If you post all your news in full to Facebook, you’ll end up training your fans to look there to engage with you – which is not what you want at all. People will stop going to your site.

Make your website offer the best experience to all your fans and make it the one trusted source for the latest info, the best quality audio streams, the only place for videos with extra behind the scenes info, and, of course, the place for exclusive discounts on music and merchandise for fans to buy.

Make it the place with the best total fan experience and then when you attract a visitor there on a whim, they may stay, do more, share your info across their networks, buy your music and become an evangelist for your band.

2. Sell what you like at whatever price you like

Of course we believe that you should have your music for sale on the usual digital retailers, but you’ll inevitably discover that selling music from your own website, once you have established a core fanbase, is far more profitable per sale.

You can dictate the price of any sale and, when selling digital files, the quality that you offer. Many fans want full bandwidth audio files (WAV’s or other ‘lossless audio’) which they can’t get from iTunes. Sure, you can try and sell music within Facebook, but are your fans looking to buy when they are ‘being social’? Probably not.

Not only will it convert better, but you’ll get to keep all the cash, not the smaller percentage that you’d get through a digital distributor or aggregator.

Once again, it comes down to flexibility and efficiency.

3. You can make money from other sources

I’m not going to make a big deal about this but I most places where the average musician can make money from their online properties that aren’t directly from selling music or merchandise (ignoring branding, sponsorship, live co-op’s and ancillary income from artist activities). One is by becoming a YouTube partner and getting paid for the ads that YouTube run against your videos. The other is by leveraging traffic on your artist website so that you can sell Advertising space, do co-op deals with brands such as paid reviews or competitions and running affiliate marketing offers.

We’ll look at some of these possibilities separately as they are very specific and they really won’t apply to everyone (a certain level of traffic is a pre-requisite) but they are only going to be open to artists who have total control over their main web property. You can’t sell separate ad space on your Facebook page!

4. You are investing in yourself

I’ve assumed throughout this article, without actually saying it, that you’re building this website on a domain that you’ve bought and using hosting that you control.
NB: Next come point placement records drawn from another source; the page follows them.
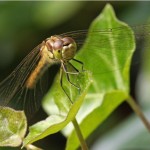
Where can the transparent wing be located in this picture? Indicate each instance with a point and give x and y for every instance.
(13, 92)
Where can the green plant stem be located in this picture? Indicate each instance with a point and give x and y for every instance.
(138, 111)
(79, 134)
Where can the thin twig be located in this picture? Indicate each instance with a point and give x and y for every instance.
(79, 134)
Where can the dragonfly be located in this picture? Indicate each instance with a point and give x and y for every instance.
(25, 87)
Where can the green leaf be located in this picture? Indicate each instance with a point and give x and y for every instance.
(13, 127)
(107, 55)
(57, 104)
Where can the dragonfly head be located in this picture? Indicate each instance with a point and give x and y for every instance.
(62, 48)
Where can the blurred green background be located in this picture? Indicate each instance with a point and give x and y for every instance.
(23, 25)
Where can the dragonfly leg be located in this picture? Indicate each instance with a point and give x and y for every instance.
(61, 84)
(67, 72)
(80, 62)
(73, 67)
(68, 78)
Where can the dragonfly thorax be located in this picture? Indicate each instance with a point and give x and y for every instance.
(62, 48)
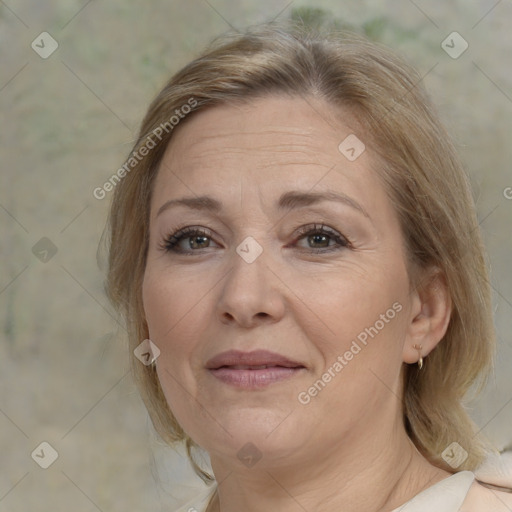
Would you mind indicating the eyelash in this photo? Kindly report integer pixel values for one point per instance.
(170, 243)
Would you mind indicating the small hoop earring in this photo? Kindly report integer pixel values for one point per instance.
(420, 360)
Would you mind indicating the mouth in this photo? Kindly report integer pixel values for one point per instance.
(252, 370)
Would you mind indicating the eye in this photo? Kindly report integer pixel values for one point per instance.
(192, 239)
(198, 238)
(320, 236)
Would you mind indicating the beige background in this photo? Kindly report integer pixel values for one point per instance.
(69, 120)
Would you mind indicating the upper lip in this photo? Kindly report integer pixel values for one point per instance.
(254, 358)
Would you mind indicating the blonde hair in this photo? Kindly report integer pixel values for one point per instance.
(419, 167)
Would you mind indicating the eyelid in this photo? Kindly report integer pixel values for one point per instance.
(170, 243)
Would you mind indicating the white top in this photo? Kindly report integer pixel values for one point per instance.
(447, 495)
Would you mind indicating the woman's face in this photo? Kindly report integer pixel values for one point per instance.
(294, 249)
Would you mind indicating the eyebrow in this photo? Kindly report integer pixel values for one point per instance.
(288, 201)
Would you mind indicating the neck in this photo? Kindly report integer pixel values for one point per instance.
(358, 475)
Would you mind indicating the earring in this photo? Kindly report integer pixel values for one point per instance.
(420, 360)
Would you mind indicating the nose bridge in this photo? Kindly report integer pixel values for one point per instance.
(250, 288)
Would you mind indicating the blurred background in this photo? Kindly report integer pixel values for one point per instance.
(71, 101)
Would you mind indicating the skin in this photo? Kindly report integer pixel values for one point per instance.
(347, 448)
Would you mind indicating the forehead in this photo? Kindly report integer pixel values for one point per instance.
(269, 145)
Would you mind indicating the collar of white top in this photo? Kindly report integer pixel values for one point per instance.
(447, 495)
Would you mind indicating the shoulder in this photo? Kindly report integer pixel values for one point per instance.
(483, 498)
(199, 503)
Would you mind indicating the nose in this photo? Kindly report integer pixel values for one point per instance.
(252, 292)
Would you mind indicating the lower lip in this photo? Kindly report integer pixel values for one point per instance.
(254, 379)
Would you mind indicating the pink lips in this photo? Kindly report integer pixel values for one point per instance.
(252, 370)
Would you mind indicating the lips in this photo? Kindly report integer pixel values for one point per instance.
(252, 370)
(256, 360)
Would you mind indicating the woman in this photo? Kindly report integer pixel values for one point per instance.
(294, 233)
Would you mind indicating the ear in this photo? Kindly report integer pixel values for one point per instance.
(431, 308)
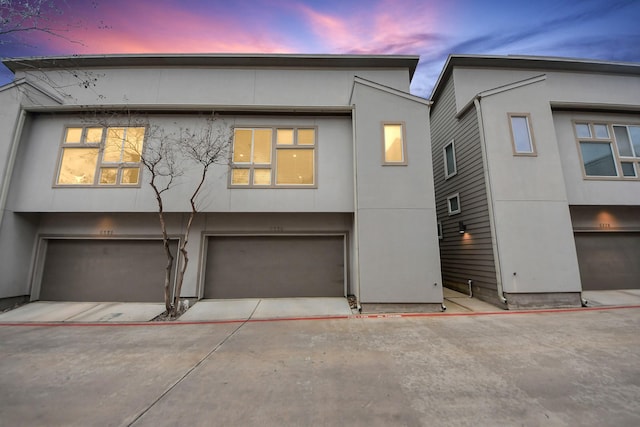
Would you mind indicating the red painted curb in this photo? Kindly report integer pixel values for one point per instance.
(341, 317)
But, the point is that you build this website for all the reasons we’ve covered and you don’t let go of that domain that is so intrinsically linked to your artist name after all the years of effort you’ve put in.

And, as long as you do, you’re building an asset for the long term which will bring people in to discover you and your music constantly. If you engineer the ‘conversion paths’ (how you get those fans on to your mailing list and turn them into buying fans) effectively, you will slowly and incrementally build an army of fans through your website.

It is a simple truth that if your music is good enough to get a positive reaction from a small section of your potential global fans, you can build a sustainable career through the proper use of online music marketing. If your music isn’t yet good enough, potential fans can watch your journey as you strive to become ‘good enough’.

Whichever stage you’re at, you’re investing in yourself and creating a digital home for you and your fans that will work for you in silence and with an automated dedication that you cannot afford to be without!

5. It’s your’s… forever

I’ve said this more than once between these two posts.

You get the point right?

Your Facebook Page and your other social pages are NOT yours. They belong to other people and cannot be forced to do all the things that you might want to do.

Build a band website that you control completely as soon as possible and it will serve you forever.